Quelle forme d’art ?

L’art visuel utilise plusieurs modes d’expression, il correspond à toutes les perceptions que peut avoir l’œil. Il englobe les arts plastiques traditionnels auxquels s’ajoutent les techniques nouvelles : la photographie, le cinéma, l’art vidéo et l’art numérique, mais aussi les arts appliqués, les arts décoratifs (art textile, design, marqueterie…) et l’architecture.
A propos de son œuvre Yes, these eyes are the windows, dans un clip promotionnel réalisé par Artangel, Saskia OW livre une réflexion intéressante : « La technologie est utilisée dans l’installation mais on ne peut la voir, elle agit comme une métaphore de la mémoire ». Cet endroit délabré, longtemps à l’abandon, a été ré-habité grâce à son inscription au titre de monument historique. Le film créé à partir de la maquette de ce lieu fantomatique est un patrimoine faisant partie d’une mémoire collective. C’est d’ailleurs ainsi que la France considère l’audiovisuel (1).

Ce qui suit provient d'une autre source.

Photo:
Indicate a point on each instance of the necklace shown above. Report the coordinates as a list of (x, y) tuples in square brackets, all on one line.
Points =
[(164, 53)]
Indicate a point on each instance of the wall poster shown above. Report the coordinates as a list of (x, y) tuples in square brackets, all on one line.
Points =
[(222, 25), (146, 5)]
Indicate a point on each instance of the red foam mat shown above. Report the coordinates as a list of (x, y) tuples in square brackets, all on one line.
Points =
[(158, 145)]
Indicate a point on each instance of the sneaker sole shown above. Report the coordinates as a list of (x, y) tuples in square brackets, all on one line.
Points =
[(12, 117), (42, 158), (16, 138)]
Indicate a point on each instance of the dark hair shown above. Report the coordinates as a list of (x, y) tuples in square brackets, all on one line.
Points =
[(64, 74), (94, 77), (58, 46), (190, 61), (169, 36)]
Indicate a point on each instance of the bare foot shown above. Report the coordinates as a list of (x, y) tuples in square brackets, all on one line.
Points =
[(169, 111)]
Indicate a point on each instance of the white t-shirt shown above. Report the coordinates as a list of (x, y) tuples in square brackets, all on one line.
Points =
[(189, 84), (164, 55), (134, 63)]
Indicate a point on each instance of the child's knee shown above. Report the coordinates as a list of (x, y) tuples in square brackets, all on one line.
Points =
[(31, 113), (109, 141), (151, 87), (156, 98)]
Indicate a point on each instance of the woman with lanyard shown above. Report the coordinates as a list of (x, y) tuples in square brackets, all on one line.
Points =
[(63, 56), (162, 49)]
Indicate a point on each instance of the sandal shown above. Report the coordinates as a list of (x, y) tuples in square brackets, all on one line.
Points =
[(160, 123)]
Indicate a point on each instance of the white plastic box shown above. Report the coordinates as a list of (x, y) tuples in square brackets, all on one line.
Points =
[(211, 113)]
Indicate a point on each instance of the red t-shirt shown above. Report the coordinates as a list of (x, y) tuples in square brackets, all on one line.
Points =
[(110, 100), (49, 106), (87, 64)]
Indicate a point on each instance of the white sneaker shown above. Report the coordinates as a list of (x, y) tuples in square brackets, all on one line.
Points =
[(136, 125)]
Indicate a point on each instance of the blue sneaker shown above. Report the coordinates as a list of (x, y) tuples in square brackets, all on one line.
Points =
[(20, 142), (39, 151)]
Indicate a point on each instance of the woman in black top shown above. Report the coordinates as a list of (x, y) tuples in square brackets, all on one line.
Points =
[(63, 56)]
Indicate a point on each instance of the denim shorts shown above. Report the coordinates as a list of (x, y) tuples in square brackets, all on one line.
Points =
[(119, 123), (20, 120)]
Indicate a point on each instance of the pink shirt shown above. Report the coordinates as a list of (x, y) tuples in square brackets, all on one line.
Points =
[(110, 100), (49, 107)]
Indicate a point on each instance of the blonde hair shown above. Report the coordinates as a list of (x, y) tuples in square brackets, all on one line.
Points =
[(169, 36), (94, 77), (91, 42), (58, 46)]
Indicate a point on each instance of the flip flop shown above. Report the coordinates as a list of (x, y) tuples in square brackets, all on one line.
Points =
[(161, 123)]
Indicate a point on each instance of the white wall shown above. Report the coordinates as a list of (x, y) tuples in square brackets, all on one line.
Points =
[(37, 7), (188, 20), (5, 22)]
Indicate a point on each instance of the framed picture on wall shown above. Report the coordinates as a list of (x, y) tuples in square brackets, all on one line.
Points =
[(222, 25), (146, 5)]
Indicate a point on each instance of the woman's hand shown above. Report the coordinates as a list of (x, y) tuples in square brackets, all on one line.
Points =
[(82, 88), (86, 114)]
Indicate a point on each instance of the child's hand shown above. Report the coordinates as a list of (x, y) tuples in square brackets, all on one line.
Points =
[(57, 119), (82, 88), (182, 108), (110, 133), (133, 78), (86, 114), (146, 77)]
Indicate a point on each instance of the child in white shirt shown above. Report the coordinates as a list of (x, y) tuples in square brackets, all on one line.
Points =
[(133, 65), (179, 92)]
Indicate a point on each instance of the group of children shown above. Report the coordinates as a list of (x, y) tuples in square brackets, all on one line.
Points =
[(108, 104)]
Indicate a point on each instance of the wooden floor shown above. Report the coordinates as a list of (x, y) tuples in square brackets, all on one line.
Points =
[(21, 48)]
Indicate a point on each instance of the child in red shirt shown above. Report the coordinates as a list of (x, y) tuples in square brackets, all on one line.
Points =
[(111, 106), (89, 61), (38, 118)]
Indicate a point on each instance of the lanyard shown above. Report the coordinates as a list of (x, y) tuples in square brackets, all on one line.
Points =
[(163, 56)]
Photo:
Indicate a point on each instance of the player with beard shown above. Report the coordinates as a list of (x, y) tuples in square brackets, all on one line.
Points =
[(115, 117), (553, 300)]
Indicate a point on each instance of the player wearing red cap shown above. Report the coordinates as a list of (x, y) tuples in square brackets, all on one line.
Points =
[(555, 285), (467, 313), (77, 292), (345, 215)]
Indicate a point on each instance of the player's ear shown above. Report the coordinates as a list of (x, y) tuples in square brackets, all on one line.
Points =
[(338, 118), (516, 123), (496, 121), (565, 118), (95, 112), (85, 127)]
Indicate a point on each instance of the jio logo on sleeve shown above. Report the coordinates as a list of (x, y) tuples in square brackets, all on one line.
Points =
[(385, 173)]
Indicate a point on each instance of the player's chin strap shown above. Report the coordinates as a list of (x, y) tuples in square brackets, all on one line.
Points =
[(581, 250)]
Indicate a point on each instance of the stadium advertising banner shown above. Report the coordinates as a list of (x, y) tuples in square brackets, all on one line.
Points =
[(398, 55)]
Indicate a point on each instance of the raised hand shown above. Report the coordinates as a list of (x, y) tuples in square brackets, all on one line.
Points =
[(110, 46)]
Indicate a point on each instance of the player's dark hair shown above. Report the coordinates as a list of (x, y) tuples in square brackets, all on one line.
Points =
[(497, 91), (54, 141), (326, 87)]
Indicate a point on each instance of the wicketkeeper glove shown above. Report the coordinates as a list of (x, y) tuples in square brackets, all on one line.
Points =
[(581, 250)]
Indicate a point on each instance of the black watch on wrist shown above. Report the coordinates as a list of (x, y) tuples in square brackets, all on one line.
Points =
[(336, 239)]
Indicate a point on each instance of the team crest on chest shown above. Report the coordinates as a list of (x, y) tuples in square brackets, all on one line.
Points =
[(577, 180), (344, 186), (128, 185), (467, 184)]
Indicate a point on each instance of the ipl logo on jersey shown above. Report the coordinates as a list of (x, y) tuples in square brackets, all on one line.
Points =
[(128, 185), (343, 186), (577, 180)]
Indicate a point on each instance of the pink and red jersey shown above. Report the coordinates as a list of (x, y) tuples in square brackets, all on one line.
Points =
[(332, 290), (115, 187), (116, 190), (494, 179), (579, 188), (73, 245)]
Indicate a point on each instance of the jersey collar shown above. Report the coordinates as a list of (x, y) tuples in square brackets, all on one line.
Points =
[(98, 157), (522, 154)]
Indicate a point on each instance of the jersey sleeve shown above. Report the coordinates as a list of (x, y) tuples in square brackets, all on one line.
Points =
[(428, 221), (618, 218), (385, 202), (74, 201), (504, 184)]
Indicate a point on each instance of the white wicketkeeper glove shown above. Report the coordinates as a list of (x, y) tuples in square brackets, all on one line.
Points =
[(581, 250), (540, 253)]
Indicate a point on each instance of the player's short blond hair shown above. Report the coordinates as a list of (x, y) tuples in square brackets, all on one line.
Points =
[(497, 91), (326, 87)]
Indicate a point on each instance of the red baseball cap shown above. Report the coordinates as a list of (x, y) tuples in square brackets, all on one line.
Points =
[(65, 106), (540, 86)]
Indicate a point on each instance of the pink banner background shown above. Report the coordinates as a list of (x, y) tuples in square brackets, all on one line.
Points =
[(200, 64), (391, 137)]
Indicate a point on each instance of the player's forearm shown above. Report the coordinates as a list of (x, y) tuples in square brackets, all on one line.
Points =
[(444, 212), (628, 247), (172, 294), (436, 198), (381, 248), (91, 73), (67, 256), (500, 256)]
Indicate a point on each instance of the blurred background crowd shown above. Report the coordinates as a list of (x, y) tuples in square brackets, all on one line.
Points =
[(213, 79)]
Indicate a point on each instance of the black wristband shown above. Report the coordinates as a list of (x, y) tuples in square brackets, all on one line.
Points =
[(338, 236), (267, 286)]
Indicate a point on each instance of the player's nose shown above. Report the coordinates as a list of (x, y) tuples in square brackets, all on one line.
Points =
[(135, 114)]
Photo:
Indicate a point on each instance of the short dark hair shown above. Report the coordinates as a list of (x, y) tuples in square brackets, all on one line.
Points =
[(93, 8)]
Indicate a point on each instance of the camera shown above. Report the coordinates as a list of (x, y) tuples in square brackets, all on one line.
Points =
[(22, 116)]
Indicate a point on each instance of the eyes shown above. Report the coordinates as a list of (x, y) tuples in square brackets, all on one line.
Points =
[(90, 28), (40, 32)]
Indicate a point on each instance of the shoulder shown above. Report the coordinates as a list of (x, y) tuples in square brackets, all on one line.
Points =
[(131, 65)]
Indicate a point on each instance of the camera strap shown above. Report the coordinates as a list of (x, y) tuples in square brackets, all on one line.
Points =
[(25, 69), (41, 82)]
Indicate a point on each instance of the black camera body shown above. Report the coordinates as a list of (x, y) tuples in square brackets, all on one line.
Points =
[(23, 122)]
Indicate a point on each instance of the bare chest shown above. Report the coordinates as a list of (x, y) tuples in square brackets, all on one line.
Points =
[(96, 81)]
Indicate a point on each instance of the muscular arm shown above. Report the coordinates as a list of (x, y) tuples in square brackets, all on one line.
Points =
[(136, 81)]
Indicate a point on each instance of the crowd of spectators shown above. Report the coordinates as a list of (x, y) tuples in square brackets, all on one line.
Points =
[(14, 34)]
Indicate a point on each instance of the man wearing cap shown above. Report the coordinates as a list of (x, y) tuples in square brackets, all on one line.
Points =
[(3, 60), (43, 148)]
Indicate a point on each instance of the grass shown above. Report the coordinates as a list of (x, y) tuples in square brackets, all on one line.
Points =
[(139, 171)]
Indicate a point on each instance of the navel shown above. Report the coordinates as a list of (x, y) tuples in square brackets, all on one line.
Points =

En quoi utilise-t-elle les TIC ?

Le film utilisé par Saskia Olde Wolbers fait appel à une technologie. Même si la vidéo est au départ analogique, elle est retravaillée à partir de logiciels numériques avant d’être diffusée.
Le mot « vidéo » vient du latin « video » qui signifie : « je vois ». Selon l’encyclopédie Larousse, la vidéo est l’ensemble des techniques relatives à la formation, l’enregistrement, le traitement ou la transmission d’images ou de signaux de type télévision. Son invention date du 22 mars 1895, date à laquelle les frères Louis et Auguste Lumière ont déposé le brevet du cinématographe. Ils font la démonstration de leur invention devant une assemblée de scientifiques en organisant une projection « corporative » dans les locaux de la Société d’encouragement à l’industrie nationale, rue de Rennes à Paris. Le film présenté se déroule à Lyon et s’intitule La sortie des usines Lumière. Il constitue le premier film de l’histoire du cinéma.
Le son et l’image existaient donc bien avant 1914 mais « le premier conflit mondial et la démocratisation de techniques encore confidentielles avant lui ont fait basculer le XXème siècle dans le monde audiovisuel, celui de l’image, puis de l’image animée, puis de l’image et du son conjugués. » (2)
Le film est désormais attaché à la technologie. Guy Deniélou, fondateur de l’Université de Technologie de Compiègne, propose de définir la technologie comme  » le nom que prend la science quand elle a pour objet les produits et les procédés de l’industrie humaine « . Le mot technologie renvoie à la notion d’artefact (techne en grec) et à celle de sciences (logos).